Paul van Brouwershaven said...

@Ondřej Having a DNSSEC Validator add-on for Chrome is nice, but this will not really help for a wide spread use of DNSSEC I think.

It would be a huge step forward if Google would decide integrate a plugin like dnssec-validator.cz by default.

sf-sfritsch said...

This doesn't seem useful for certificates with several SubjAltNames. An attacker could create a certificate for www.evil.com and www.ebay.com, use it on www.evil.com until it shows up in the TXT record with high numbers, and then use it to MITM connections to www.ebay.com.

The TXT record should include the domain name for which the certificate has been seen (or at least a hash of the domain name).

Von said...

One question about the Catalog's semantics - if a certificate is revoked, is it removed from the catalog?

John said...

There are 2 easy solutions to make sure this Comodo scenario doesn't repeat itself...
1. Use Extended Validation (EV) SSL, that shows the green bar and the actual organization's name that owns the domain the SSL is issued to. The process for verifying info in an EV SSL is manual and audited annually for each CA.
2. Browsers should NEVER trust any CA root that allows its resellers to do their own ownership validation for their SSL customers. This is gross irresponsibility and sheer laziness on Comodo's part to allow it in the first place.

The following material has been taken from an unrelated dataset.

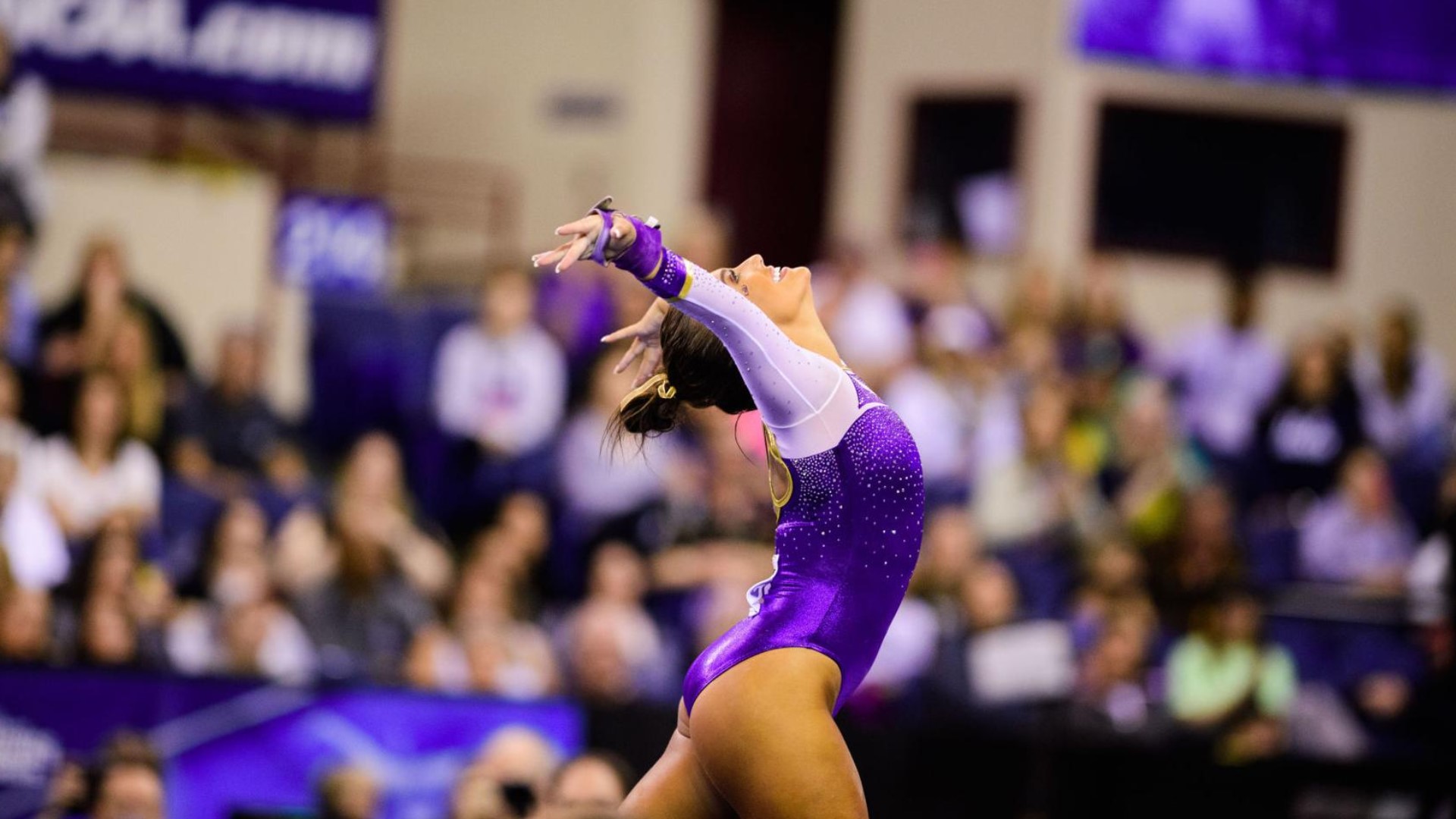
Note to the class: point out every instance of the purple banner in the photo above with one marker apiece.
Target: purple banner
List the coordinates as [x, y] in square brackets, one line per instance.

Our site www.secure128.com processes thousands of SSL orders from various CA's annually and would never take on the legal responsibility of verifying domain ownership... isn't that what you pay the Certificate Authority to do in the first place??

Ambarish Malpani said...

Hi Ben,
Good idea! If you want this to be successful, please add a Chrome extension that automatically shows this data when you go to a site via SSL.

Ramblings of a Nutty Swiss said...

I've always wondered why browsers don't give you the option to warn you when a certificate for a site changes. Keep a cache, and if it's different, give the user options to react.

Any number of things can be done to help and/or give a gradation of how "bad" things are.

Cache-hit+Verified+Valid+No-CRL+etc == great
Cache-miss+Verified+Valid+No-CRL+etc == good
etc, etc

Mickey said...

It Bothers me that the Military's SSL certificates have been out of date since 2001! Of course it might just be more secure to just keep your network locked down and secure in teh first place but What do I know. I want to be a SAN Storage mojo

Matt P. said...

@Ramblings of a Nutty Swiss: the Certificate Patrol extension (http://patrol.psyced.org/) for Firefox does this, with some attempt to judge changes as "maybe ok". I have not seen what it looks like for detecting a "bad" cert change.

arkanoid said...

If it is not DNSSEC signed, how do I know the response is not forged?

Lennie said...

@arkanoid The parent zone (.com) says if the child zone (google.com) is supposed to be signed.

paulej said...

DNSSEC does not have to be universally deployed to be useful now. The .com TLD and several other TLDs now support DNSSEC. So, some domain owners can enable it today. ietf.org, for example, is using DNSSEC. If the web browser would honor either the existing trust chain used by TLS today *or* the DANE records discussed in the article, then we could move forward. Why wait for the whole world to use DNSSEC before moving forward?

Fengmin Gong said...

Hi Ben, I just recently learned about the Google Cert catalog. When I tried it from shell I did not get the result (3 numbers) as you illustrated. Is the service still running? Can you point me to any updated info? Regards.